Eyewitness: Peter Thomashow
Peter Thomashow fishes through a box of Styrofoam peanuts for the various components of his “Origin of Life” sculpture. One by one, he pulls out glass beakers and test tubes, filled with “molecules” constructed of brightly colored wooden balls, and lays them on the carpet. He pauses for a second, and a smile spreads over his face. “This is good,” he says, “because we’re sitting on the floor on a Saturday morning.”
Most of a recent visit to Thomashow’s central Vermont studio is spent this way: sitting cross-legged on the floor, playing with toys. Around lunchtime, he offers home-baked English-muffin pizzas, and he sends his visitor home with her very own battery-operated, blinking-light art toy. It’s not your typical visit with a psychiatrist.
Thomashow, 57, is an artist, too — and a musician (he plays guitar and sings in a band); a collector (everything from magnets to turn-of-the-century factory workers’ badges); and a teacher (he’s on the faculty at Dartmouth Medical School). His art is a convergence of all these things. “Art and science,” he says. “I see them as identical modes of inquiry.”
For the last six years, Thomashow has been collecting antique toys, which he arranges in shadow boxes and cabinets and assembles to make what he calls “Toys From a Parallel Universe.” Earlier this month at the Main Street Museum in White River Junction, he unveiled his “Rotating Optical Toy Experiment,” a series of deconstructed tops, wagon wheels and pull toys rigged up on chemistry stands and powered with electricity.
When he hits a button on a toy, its colorful discs begin to spin, each at a different speed. The viewer’s role is to stare at any one of them and “lose yourself,” Thomashow writes in the accompanying text. “Float, flicker, concentrate and maybe find yourself in that moment of the half-awake, half-asleep; that primary process of discovery.”
Thomashow’s work is deeply personal. He calls his collective artistic endeavors the Wolfson Memorial Laboratory of Colour after his grandmother, who immigrated to the U.S. from Russia before the Bolshevik Revolution.
The “Origin of Life” piece, which he exhibited last year at a Brooklyn gallery, was inspired by a well-known experiment in 1953 — the year Thomashow was born — in which an electrical charge was passed through an array of tubes filled with what scientists believed to be the components of the Earth’s early atmosphere. The purpose was to demonstrate how life began. Thomashow re-created the experiment as an undergrad at Hampshire College.
As a boy, he collected magnets, then fluorescent and phosphorescent rocks. Later, he hunted down antique radios, which he fixed up and painted. Thomashow spent 10 years collecting valuable antique scientific instruments and then sold them, all at once, several years ago. “I thought I’d take that collection to the grave with me,” he says, but he had to put three kids through college somehow.

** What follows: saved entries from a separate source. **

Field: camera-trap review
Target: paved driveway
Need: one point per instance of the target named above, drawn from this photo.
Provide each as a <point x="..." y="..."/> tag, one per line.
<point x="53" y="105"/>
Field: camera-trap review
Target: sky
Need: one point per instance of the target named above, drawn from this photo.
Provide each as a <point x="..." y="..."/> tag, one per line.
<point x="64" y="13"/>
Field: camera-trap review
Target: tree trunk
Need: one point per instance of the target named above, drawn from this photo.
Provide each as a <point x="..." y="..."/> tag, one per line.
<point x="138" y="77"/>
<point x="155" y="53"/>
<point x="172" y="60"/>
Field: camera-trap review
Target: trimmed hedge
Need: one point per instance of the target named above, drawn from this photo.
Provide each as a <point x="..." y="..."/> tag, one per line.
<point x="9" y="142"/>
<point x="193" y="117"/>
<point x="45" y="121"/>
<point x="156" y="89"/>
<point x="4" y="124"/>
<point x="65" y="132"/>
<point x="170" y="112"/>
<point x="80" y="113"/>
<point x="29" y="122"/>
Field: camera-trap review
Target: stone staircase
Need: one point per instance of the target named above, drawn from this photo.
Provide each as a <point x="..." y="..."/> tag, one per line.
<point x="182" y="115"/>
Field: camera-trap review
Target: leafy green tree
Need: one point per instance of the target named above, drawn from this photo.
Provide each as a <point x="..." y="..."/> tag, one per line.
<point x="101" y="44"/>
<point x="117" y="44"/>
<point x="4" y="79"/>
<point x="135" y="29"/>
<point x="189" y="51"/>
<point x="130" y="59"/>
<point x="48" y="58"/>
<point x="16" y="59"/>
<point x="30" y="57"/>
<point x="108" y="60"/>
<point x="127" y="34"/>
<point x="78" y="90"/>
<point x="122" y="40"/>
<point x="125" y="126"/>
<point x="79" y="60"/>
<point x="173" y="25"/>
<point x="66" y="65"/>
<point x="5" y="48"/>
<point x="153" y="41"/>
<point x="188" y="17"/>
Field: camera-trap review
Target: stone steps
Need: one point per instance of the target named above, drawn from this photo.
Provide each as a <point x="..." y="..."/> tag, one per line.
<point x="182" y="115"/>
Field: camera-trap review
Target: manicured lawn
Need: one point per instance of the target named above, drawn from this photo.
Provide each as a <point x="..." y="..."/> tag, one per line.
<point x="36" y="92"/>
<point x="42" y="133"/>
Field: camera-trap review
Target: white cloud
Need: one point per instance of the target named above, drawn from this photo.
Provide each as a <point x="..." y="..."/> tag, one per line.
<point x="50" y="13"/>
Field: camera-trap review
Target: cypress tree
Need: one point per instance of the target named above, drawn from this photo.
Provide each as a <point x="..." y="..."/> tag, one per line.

When it comes to his toys, though, Thomashow isn’t concerned with the rarity or value of the objects. He’s interested in their color and how they can be arranged to evoke a feeling of discovery. “It’s about creating a world and stopping time,” he says.
In his studio, he picks up a miniature bowling pin from one of his cabinets and rolls it around in the palm of his hand, admiring the bright-red patina as if for the first time. He opens the door to another cabinet to reveal a tray containing hundreds of rainbow-colored wooden pegs slightly bigger than toothpicks. They look edible.
“Exactly,” says Thomashow. “The candy store.”
When Thomashow was growing up in Long Island, his grandfather owned a candy store in Brooklyn. “The toy area wasn’t well lit, and there were lots of shelves that went straight up to the ceiling,” he writes in text accompanying his work, “so you needed a rolling ladder to see what was up there; candy, toys and the endless tunnel leading up to more discoveries.” Thomashow knows when a piece is finished because it makes him feel the way he did at the candy store, peering over the ladder into treasure unknown.
“This is not a cabinet of curiosites ... It’s not just a place to put stuff, and it’s not for posterity. It’s an experiment,” he says. “This is my life’s work. This is who I am.”
The visit wraps up on the floor again. This time in the bathroom, the only place dark enough for Thomashow’s final show- and-tell. He has lugged in two heavy boxes of fluorescent and phosphorescent rocks from a zinc mine in New Jersey he used to visit with his father. He plans someday to incorporate these rocks into a cabinet. Thomashow offers a pair of safety glasses and closes the door before flipping on a UV light.
Under it, the rocks look like a disco from outer space. Each has a different mineral pattern — some camouflage-like, some with bold stripes and shapes — that glows in red, yellow, green and blue, just like the toys in Thomashow’s cabinets.
It’s a moment of discovery, even for Thomashow, who has seen them glow before. When he flashes that UV light — as when he switches on the rotating toy or slides open a cabinet drawer he’s forgotten — he seems to gaze into a sliver of childhood. “The challenge is to keep it alive,” he says.